François, dont on devine qu'il va s'acheminer lentement, sans à coups ni sans enthousiasme démesuré - à l'image du personnage - vers une très probable conversion (on ne peut que l'imaginer, les dernières pages étant intégralement au conditionnel), est un avatar de l'écrivain. Il est plus déprimé que réellement critique, désillusionné bien avant que de désapprouver quoi que ce soit, nostalgique de temps plus ou moins fantasmatiques mais dont il perçoit bien qu'ils ne pourront plus jamais être, car vidés de leur substance essentielle, laquelle est, selon lui, ce christianisme triomphant du Moyen-Âge.

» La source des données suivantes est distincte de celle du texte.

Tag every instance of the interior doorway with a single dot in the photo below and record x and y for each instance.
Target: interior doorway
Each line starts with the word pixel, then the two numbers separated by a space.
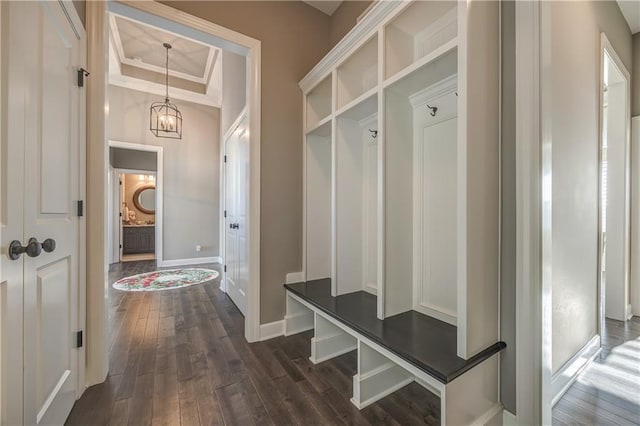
pixel 135 202
pixel 615 187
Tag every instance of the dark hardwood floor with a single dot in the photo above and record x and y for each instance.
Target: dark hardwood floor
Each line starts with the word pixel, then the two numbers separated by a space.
pixel 608 392
pixel 178 357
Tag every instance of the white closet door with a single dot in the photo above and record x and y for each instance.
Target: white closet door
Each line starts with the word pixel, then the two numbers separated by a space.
pixel 237 190
pixel 43 153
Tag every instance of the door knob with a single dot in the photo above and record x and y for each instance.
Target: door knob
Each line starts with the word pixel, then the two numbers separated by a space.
pixel 32 249
pixel 49 245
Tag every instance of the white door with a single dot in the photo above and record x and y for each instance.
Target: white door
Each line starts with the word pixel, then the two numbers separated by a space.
pixel 236 195
pixel 435 208
pixel 40 174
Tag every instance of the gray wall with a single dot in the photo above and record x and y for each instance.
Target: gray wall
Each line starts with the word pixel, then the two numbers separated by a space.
pixel 81 6
pixel 345 17
pixel 234 88
pixel 635 77
pixel 121 158
pixel 574 107
pixel 191 170
pixel 508 231
pixel 294 38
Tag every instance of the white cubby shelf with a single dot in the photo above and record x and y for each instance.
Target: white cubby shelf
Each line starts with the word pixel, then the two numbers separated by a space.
pixel 401 191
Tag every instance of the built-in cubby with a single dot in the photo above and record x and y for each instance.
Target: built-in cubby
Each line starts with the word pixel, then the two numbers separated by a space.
pixel 357 198
pixel 318 187
pixel 358 74
pixel 419 30
pixel 420 200
pixel 401 201
pixel 319 103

Au passage, et pour tous ceux qui ont voulu absolument voir en ce livre un panégyrique des thèses du FN, l'auteur, via son narrateur, déboulonne et disqualifie totalement ce songe creux d'un retour à une supposée antériorité de la civilisation occidentale d'avant décadence, telle que prônée par les partis d'extrême-droite, la substantifique moelle de leurs phantasmes aveugles ayant à jamais échoué et disparu, malgré quelques factices soubresauts ou artifices. Si Frédéric Lordon, au lendemain des attentats de Charlie Hebdo et surtout des manifestations de "Je suis Charlie" qualifiait les manifestants de "catholiques zombies" ce n'est pas pour autant que la possibilité d'un réveil d'une catholicité conquérante soit encore possible. Quoi de plus mort et de destructeur, finalement, qu'un zombie ? Fin de la digression mais qui nous semblait d'importance.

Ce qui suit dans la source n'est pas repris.